Question about Orbit RL environment

I am trying to understand how the is working.

I have two questions:

  1. How action, which is from “def _step_impl(self, actions: torch.Tensor)” function, is generated?
    Does it random;y generated from “self.action_space = gym.spaces.Box(low=-1.0, high=1.0, shape=(self.num_actions,))” ?

  2. In this script, they are two control types, which are joint control and inverse kinematics.
    In the “def _step_impl(self, actions: torch.Tensor)” function, the argument, action, is the target position of the joint for joint control, which is normal, but somehow the action becomes the end effector desired position and orientation for inverse kinematics?
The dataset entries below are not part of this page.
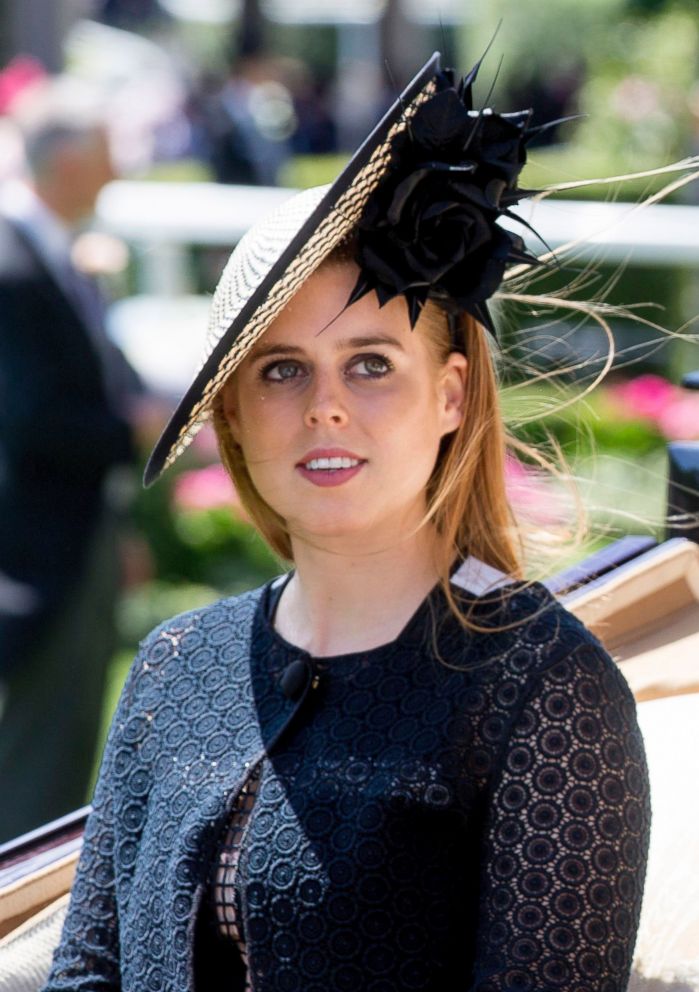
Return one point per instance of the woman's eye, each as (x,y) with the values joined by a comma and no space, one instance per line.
(372,366)
(280,371)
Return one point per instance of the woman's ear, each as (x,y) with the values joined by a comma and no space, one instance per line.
(453,391)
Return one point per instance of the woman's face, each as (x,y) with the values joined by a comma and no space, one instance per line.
(340,417)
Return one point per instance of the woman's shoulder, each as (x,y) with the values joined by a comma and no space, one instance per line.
(234,614)
(526,626)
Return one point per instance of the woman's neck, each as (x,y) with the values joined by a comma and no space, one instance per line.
(341,603)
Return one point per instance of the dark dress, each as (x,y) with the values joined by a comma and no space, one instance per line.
(473,820)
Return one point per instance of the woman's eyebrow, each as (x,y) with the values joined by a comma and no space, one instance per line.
(369,341)
(265,350)
(362,341)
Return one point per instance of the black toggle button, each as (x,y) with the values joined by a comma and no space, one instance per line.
(295,678)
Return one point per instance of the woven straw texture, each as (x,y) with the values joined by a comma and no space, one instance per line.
(26,954)
(254,261)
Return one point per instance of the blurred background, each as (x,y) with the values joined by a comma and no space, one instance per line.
(216,109)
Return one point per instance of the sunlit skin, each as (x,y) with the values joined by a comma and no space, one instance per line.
(366,387)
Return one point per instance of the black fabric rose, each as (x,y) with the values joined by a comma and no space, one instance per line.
(429,229)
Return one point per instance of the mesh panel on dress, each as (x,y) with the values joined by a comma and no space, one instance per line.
(225,892)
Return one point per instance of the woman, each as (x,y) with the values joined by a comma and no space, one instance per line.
(400,767)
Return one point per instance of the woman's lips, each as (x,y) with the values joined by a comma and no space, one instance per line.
(330,468)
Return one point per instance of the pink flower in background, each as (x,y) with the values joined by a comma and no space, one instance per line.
(206,489)
(645,396)
(672,410)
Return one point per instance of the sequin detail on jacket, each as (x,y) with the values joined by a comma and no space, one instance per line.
(416,828)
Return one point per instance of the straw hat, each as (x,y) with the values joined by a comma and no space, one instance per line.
(278,254)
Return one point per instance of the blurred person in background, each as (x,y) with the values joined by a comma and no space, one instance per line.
(64,428)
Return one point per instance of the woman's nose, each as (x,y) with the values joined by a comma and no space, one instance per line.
(324,405)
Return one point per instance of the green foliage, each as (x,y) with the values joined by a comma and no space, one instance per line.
(211,548)
(636,71)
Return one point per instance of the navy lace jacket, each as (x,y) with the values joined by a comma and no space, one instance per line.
(473,821)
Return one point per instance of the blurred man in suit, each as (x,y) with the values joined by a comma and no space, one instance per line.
(64,391)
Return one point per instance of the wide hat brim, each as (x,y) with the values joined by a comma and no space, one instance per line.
(274,259)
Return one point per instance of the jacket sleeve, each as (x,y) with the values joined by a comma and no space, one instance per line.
(566,837)
(87,958)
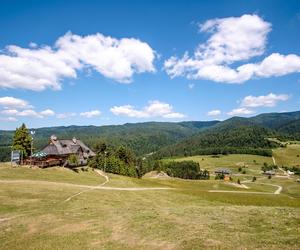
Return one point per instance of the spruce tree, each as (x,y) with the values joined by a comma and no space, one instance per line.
(22,140)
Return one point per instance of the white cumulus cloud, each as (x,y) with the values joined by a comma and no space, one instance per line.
(215,112)
(12,102)
(232,40)
(47,112)
(65,115)
(8,119)
(90,114)
(37,68)
(241,111)
(153,109)
(269,100)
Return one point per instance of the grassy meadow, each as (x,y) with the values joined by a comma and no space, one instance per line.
(34,213)
(252,163)
(289,156)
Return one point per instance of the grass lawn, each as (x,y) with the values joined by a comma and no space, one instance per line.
(252,163)
(35,216)
(289,156)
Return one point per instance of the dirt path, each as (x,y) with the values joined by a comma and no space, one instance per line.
(237,192)
(86,187)
(277,191)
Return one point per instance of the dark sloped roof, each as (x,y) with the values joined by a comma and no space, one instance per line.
(65,147)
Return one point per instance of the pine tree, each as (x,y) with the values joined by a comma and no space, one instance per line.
(22,140)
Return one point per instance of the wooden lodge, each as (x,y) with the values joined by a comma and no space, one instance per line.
(57,153)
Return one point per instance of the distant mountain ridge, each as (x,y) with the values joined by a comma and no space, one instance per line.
(178,137)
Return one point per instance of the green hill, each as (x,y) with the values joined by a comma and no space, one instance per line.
(142,138)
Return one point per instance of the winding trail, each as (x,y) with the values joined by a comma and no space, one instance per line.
(86,187)
(277,191)
(102,187)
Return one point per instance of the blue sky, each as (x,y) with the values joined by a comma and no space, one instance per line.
(112,62)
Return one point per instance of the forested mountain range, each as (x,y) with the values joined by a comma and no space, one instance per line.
(236,134)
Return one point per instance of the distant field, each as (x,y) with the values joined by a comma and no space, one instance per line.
(252,163)
(35,215)
(289,156)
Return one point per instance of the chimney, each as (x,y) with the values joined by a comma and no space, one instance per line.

Which does not make sense because the dimension for those two data is completely different. What is the mechanism behind it?

Thank you.


  1. The actions are provided by the user as inputs to the environment. The suggested box range from (-1, 1) is the typical expected range of actions but the tensor shape should always be (num_envs, num_actions). You can look at the file in standalone/environments to see how the mechanism works.

  2. Switching between different control mechanisms (IK or joint control) is being handled by the configuration instance. If it says the control mode is “inverse_kinematics” then the input actions are expected like that and they get resolved inside the class to compute joint level commands from the IK control. If the control actions are default (i.e. joint), then they are passed to the robot as it is.

This topic was automatically closed 14 days after the last reply. New replies are no longer allowed.